10 Things Committees Need to Know About Writing A Grant
Posted on Wednesday July 25, 2018 at 10:35AM
Almost every person I know is on a committee, and almost every committee I know is seeking funds for something. From bake sales, to chase the ace, from dances with a bar, to lotteries, each of these committees are training to raise funds mostly to improve the quality of life for some sector of our population. Grant writing is an important tool in the tool box for non-profit groups of all kinds. Some organizations depend on grants for their organizational operations, while others look to grants for one-off projects, like replacing a large piece of vital equipment, or a major capital build. Here are some tips:
1. Designate a person on your team to look for grants based on the project you want to do.
I think you would be amazed at the number of applications funders have to weed through that do not meet the basic criteria for application. There are a lot of grants out there, but they are not all intended for everyone. Make a short list of potential funders and focus on them first.
2. Read the application guide, and do what it says.
If the application guide says to send three copies, then that is what you do. If the application guide says send three letters of support, ten letters of support is not better, send three.
3. Get real cost estimates.
While I appreciate these can be a pain to get, and sometimes have a cost associated, it is important that you are not guessing as to costs. If you get the funding based on an underestimate, you run the risk of not having the funds needed to complete the project even if you get the grant.
4. Know that somewhere, someone needs to put up some cash.
Seldom, if ever, do grants pay 100 percent of any project. You are going to need an amount of cash to support a portion of project costs. Grants do not take the place of fundraising, sponsorship, or donations.
5. Understand the mandate of the funder, and make sure your project supports their mandate.
When you apply for grant funding, it is important to understand what the funder hopes to gain by giving the money to your organization. Do some research, and make sure the language of your application supports the funder's mission. When committees submit grants based solely on their own need, it demonstrates a lack of understanding for the entity with the money. The funders are looking at ways of meeting their own mandate by giving money to your organization. Let them know how you are a good fit. Money is not awarded based on how good or how deserving your group is, it is awarded on how well you fit with the goals of the funder.
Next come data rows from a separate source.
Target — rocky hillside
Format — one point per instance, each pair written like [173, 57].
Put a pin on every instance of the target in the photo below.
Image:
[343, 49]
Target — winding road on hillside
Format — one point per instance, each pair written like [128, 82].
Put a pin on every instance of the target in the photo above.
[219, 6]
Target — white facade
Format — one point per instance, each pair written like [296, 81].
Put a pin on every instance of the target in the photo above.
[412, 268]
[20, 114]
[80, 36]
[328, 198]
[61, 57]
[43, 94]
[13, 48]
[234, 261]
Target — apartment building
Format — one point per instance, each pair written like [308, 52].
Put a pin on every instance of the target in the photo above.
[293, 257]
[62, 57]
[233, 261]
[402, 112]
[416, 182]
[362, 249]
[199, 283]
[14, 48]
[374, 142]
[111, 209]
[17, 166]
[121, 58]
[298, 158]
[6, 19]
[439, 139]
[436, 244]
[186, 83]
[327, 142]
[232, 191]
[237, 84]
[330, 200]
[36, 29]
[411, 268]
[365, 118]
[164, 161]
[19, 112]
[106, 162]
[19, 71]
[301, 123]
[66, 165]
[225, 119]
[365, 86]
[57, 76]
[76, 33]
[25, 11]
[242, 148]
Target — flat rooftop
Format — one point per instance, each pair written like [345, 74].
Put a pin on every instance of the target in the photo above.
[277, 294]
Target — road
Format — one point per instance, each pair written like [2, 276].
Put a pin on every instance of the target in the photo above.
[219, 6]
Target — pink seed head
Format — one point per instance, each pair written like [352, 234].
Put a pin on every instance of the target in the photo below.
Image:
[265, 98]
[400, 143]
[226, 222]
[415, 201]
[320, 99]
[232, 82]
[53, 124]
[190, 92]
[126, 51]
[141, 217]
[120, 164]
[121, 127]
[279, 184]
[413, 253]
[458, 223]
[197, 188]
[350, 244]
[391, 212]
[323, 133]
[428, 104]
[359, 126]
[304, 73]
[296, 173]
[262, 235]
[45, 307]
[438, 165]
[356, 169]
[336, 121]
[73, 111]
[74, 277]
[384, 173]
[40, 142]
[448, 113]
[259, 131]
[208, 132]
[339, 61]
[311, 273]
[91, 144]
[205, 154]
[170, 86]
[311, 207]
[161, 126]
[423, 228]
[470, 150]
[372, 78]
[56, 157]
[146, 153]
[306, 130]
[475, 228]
6. Make sure you know the reporting requirements.
Every successful grant has a reporting component, and it is important you know what is required in advance so that you can be prepared for it. You will need to keep receipts, (in fact most do) for expenditures, and some require a separate account for the whole project. Knowing what is required in advance is important so that you can produce the documentation you need when it is due.
7. Contact the person in charge of the fund.
It never hurts to contact the person in charge of the fund to determine if your project is a fit, and to introduce yourself. That way, when you have questions, you will have already established a connection and that makes it easier to pick up the phone or send an email.
8. Make sure you understand what is required after you get the grant in terms of acknowledgement.
Many grants require public acknowledgement for the money, and that sometimes means a press release or signage.
9. Stick to the budget, and if you cannot stick to the budget, call your 'go-to' person and ask permission and process to make changes.
Arbitrarily changing how you will use the money is not an option for most funding dollars. If for some reason you cannot use the money the way you intended in the first place, you need to connect with the funder to find out what to do, and the process you need to follow. In some cases you will need to send the money back. While that seems sad at the time, sending money back is a far better option than spending the funds for any reason other than what the funding is for. Eventually you will need to send it back anyway, and that is tougher to do when the money is already spent.
10. Do not count on grants.
When they are available, and when you can access them successfully, grants are an important part of a providing the services and supports we rely on, however, do not create a dependency on them. Grants are not a sustainable form of funding. As soon as possible, your committee needs to look at ways to sustain itself, regardless of the project. No matter what you build, or what you provide in way of services, the clock starts ticking on the need for more money almost as soon as it is built. In order for any project to be sustainable, those long term replacement costs need to be considered as a part of good planning.